Cemal Safi'nin şarkılara dönüşen şiirleri
Kelimelerin üstadı, hece şiirinin tek temsilcisi, Türk dilini en etkin ve güzel bir şekilde kullanan şair Cemal Safi, bir Nisan ayında Hakk’a kavuşacağını biliyormuş gibi ardından bu dizelerini bıraktı bize; “Solsun çiçekleri, gülleri sensiz, Sussun bülbülleri istemem ihsan, Kapımı çalıyor elleri sensiz, Ne yüzle çıkacak karşıma Nisan…” Usta edebiyat adamı Safi, tedavi gördüğü hastanede hayatını kaybetti.

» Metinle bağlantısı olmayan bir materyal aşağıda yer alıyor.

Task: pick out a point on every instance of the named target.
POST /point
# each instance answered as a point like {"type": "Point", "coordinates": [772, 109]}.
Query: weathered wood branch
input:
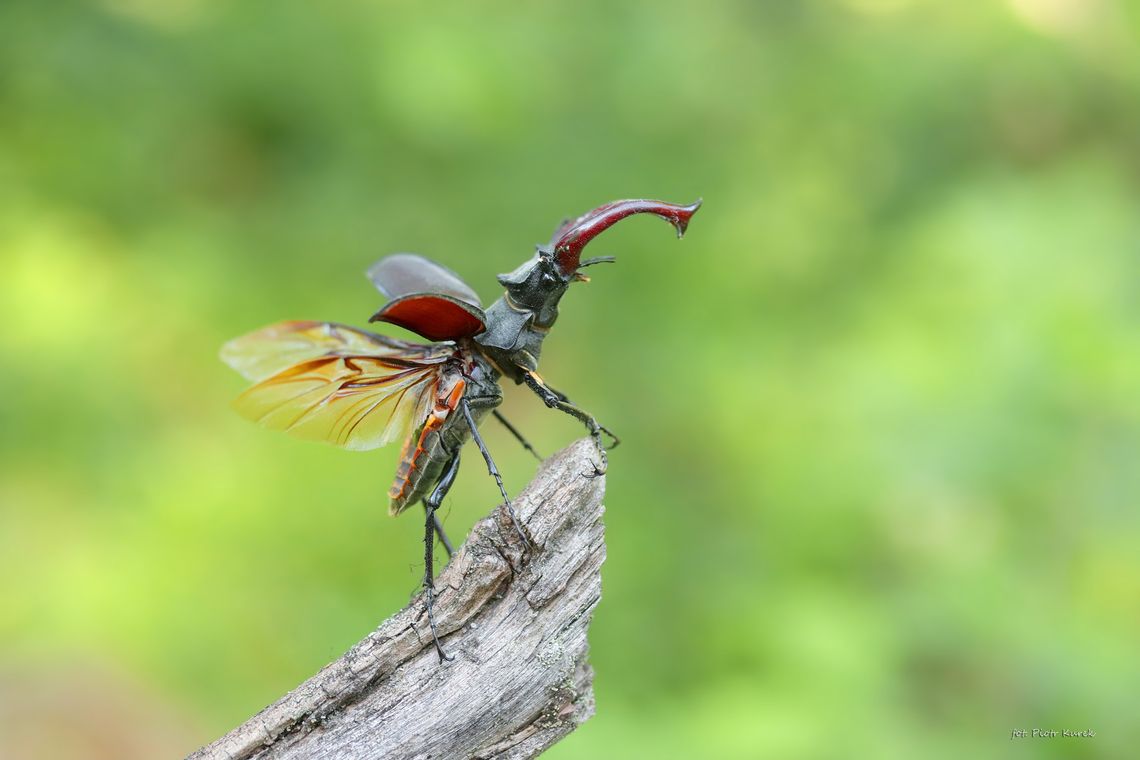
{"type": "Point", "coordinates": [514, 620]}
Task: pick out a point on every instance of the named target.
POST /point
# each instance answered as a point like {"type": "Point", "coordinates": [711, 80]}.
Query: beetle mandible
{"type": "Point", "coordinates": [360, 390]}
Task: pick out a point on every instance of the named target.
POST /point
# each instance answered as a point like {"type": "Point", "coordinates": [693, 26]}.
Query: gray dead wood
{"type": "Point", "coordinates": [515, 622]}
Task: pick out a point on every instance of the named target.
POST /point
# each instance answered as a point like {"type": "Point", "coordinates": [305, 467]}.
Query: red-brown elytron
{"type": "Point", "coordinates": [359, 390]}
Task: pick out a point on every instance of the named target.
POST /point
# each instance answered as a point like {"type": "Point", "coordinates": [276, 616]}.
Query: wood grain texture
{"type": "Point", "coordinates": [515, 621]}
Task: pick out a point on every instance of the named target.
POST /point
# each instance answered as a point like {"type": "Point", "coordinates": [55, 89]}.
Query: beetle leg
{"type": "Point", "coordinates": [431, 504]}
{"type": "Point", "coordinates": [515, 432]}
{"type": "Point", "coordinates": [441, 534]}
{"type": "Point", "coordinates": [564, 399]}
{"type": "Point", "coordinates": [552, 399]}
{"type": "Point", "coordinates": [490, 467]}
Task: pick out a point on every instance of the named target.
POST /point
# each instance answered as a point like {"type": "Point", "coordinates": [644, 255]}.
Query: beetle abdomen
{"type": "Point", "coordinates": [424, 457]}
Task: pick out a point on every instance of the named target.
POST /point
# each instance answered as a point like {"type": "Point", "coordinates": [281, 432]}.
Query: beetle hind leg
{"type": "Point", "coordinates": [431, 525]}
{"type": "Point", "coordinates": [439, 532]}
{"type": "Point", "coordinates": [491, 468]}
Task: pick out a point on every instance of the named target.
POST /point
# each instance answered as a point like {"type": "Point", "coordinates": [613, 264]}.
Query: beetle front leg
{"type": "Point", "coordinates": [566, 399]}
{"type": "Point", "coordinates": [554, 400]}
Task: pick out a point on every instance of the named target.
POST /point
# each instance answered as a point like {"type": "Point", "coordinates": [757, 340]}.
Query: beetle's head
{"type": "Point", "coordinates": [538, 284]}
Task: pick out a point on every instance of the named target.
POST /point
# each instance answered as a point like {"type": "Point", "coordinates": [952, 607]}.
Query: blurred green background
{"type": "Point", "coordinates": [878, 489]}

Bu değerli kelime üstadına Allah’tan rahmet diliyor ve onu unutulmaz şiirleriyle anıyoruz.
Edebiyat camiasının sevilen şairi ve kelimelerin gücünü en iyi şekilde kullanan şair Cemal Safi, geçirdiği KOAH hastalığı nedeniyle beynine pıhtı atması sonucu yoğun bakım ünitesinde tedavi altında tutuluyordu. Şair, bir haftadan beri bulunduğu hastanede verdiği yaşam mücadelesini kaybetti. 17 Nisan 2018 salı günü saat 20.00 sularında hayata gözlerini yuman Safi'nin cenaze namazı, 20 Nisan 2018 tarihinde Cuma namazını müteakip Ankara'nın Çankaya ilçesindeki Bilkent Doğramacızade Ali Paşa Camii'nde kılınacak.

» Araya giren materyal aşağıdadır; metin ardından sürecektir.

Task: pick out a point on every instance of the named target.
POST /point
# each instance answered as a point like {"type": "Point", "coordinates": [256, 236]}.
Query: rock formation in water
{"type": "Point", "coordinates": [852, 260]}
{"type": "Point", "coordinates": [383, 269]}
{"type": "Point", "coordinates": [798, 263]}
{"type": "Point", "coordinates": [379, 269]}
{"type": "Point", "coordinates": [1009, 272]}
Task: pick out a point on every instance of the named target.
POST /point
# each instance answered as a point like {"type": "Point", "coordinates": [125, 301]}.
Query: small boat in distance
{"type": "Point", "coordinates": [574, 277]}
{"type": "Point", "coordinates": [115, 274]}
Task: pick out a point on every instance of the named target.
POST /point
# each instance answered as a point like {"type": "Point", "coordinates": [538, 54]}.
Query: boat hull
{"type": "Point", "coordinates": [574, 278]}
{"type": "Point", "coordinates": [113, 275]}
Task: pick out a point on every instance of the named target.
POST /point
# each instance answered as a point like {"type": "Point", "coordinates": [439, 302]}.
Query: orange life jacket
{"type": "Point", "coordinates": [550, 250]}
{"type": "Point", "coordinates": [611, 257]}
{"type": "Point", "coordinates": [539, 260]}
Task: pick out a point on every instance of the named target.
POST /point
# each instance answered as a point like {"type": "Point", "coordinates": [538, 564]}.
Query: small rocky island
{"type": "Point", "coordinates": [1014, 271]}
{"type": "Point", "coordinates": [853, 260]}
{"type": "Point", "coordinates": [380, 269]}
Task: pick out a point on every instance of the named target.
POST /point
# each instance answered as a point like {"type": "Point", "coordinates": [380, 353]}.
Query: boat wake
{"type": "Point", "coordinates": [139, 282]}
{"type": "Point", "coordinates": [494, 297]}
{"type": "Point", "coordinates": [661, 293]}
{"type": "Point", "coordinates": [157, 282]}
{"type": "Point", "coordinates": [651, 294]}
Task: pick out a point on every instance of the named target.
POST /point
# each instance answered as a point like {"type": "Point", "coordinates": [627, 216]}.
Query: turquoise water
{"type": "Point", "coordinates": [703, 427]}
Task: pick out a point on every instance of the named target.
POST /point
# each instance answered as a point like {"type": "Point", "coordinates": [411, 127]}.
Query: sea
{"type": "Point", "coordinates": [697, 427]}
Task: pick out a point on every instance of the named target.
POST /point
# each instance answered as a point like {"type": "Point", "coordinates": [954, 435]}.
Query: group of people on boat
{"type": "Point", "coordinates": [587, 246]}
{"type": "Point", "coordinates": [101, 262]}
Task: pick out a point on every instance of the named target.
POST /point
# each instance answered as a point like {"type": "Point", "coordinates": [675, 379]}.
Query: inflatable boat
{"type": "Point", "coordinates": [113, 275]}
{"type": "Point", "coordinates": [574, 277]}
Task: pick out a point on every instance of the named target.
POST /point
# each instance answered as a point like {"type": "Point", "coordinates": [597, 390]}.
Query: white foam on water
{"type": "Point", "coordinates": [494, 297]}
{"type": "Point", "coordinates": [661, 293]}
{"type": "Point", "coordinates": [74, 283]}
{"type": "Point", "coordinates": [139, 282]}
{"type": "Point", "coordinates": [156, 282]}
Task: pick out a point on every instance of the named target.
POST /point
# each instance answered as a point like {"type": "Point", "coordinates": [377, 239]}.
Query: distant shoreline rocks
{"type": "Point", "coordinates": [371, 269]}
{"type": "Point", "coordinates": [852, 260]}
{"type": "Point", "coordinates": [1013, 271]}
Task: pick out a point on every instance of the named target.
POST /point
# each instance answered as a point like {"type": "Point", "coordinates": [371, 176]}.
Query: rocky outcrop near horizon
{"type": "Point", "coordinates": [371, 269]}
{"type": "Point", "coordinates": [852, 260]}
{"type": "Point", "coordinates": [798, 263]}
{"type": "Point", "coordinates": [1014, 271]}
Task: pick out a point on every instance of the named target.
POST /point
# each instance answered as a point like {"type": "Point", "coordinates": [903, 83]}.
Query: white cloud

İLK ŞİİRLERİNİ İLKOKULDAYKEN YAZDI
Cemal Safi, 1 Temmuz 1938 yılında Samsun'da doğdu. İlk ve lise öğrenimini Samsun'da tamamladı. 1959'da Ankara'ya yerleşti. Yazdığı şarkı güfteleriyle tanındı. Eğitimiyle ilgili olarak "Sanat Enstitüsünden sonra tahsilimi yarıda bıraktım, kendi kendimi yetiştirdim. Büyük şairlerin kitaplarını okudum, onlardan etkilendim, ilham aldım" der. İlk şiirlerini on-on bir yaşlarında ilkokuldayken yazdığını söyleyen şair, önceleri arkadaşlarının "Şair mi olacaksın" diye, onunla alay edip, şakalaştıklarını anlatır.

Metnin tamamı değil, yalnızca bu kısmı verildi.